Cidades do interior foram destruídas pela força das águas, comparadas a um “tsunami de água doce” pelo porta-voz do Corpo de Bombeiros.
A advogada Carla Joana Magnago, moradora da cidade de Alfredo Chaves, foi uma das vítimas. Seu post no Facebook vai direto ao ponto.
Aborda o que muitos gestores públicos desprezam, ao operar comprometidos apenas com os lucros do empresariado e a perpetuação do poder político.
“O que sobrou da minha casa. Meu Grau de Bacharel em Direito pela Universidade Federal do Espírito Santo.
Alfredo Chaves, 19 de janeiro de 2020, na maior enchente da história do Município, fruto da ganância de empreiteiros que socaram prédios numa cidade de cultura histórica, derrubando casas com séculos de história viva pra subir prédios sem vagas nas garagens para os carros que superlotam as ruas da cidade estacionados e impedem também qualquer chance de turismo local.
De pecuaristas que comeram as matas pra criar gado. De empresários que só pensam no próprio bolso e estão acabando com o Plano Urbano e Arquitetônico de nossa cidade enfiando aterros, condomínios e loteamentos.

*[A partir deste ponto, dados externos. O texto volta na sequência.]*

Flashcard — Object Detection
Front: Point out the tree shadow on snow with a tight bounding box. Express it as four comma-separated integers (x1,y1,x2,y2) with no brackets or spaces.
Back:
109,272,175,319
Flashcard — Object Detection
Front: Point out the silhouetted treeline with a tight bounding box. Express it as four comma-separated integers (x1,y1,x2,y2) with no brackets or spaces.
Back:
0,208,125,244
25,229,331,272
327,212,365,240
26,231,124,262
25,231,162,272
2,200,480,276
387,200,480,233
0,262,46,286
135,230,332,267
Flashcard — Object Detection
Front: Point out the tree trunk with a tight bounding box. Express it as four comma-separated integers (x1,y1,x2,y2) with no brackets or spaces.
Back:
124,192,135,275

Fruto de obras claramente irregulares. Fruto de crimes ambientais de todo tipo que prescrevem!
Fruto de construções desenfreadas que atendem a uma parcela muito bem definida de privilegiados locais. Fruto de descaso, de negligência. Fruto de irresponsabilidade e corrupção.
Fruto da inércia dos órgãos fiscalizadores. Fruto do profundo despreparo de gente que não sabe planejar a cidade, mas que é encarregado de fazê-lo.
Fruto da ausência de uma economia sustentável. Fruto da abertura desenfreada de estradas por gente que se pudesse defecaria no próximo.
Fruto de diversas alterações irregulares do curso do nosso rio. Fruto da total ausência de contenção e contingência de uma tragédia anunciada.
Fruto de um plano de ação mesquinho, egoísta e burro para a especulação imobiliária milionária que em dez anos contribuiu para a ocorrência de duas catástrofes de enormes proporções com vítimas fatais. Fruto de alterações climáticas que a ganância provocou.
Em poucos anos a natureza que vem sendo pisoteada pelo nosso município levará a nossa cidade do mapa. A natureza cobra. Aí ficarão meia dúzia de herdeiros construindo prédios pra ninguém morar, porque até lá terão matado todo mundo.
Comam dinheiro e bebam lama, vocês venceram”.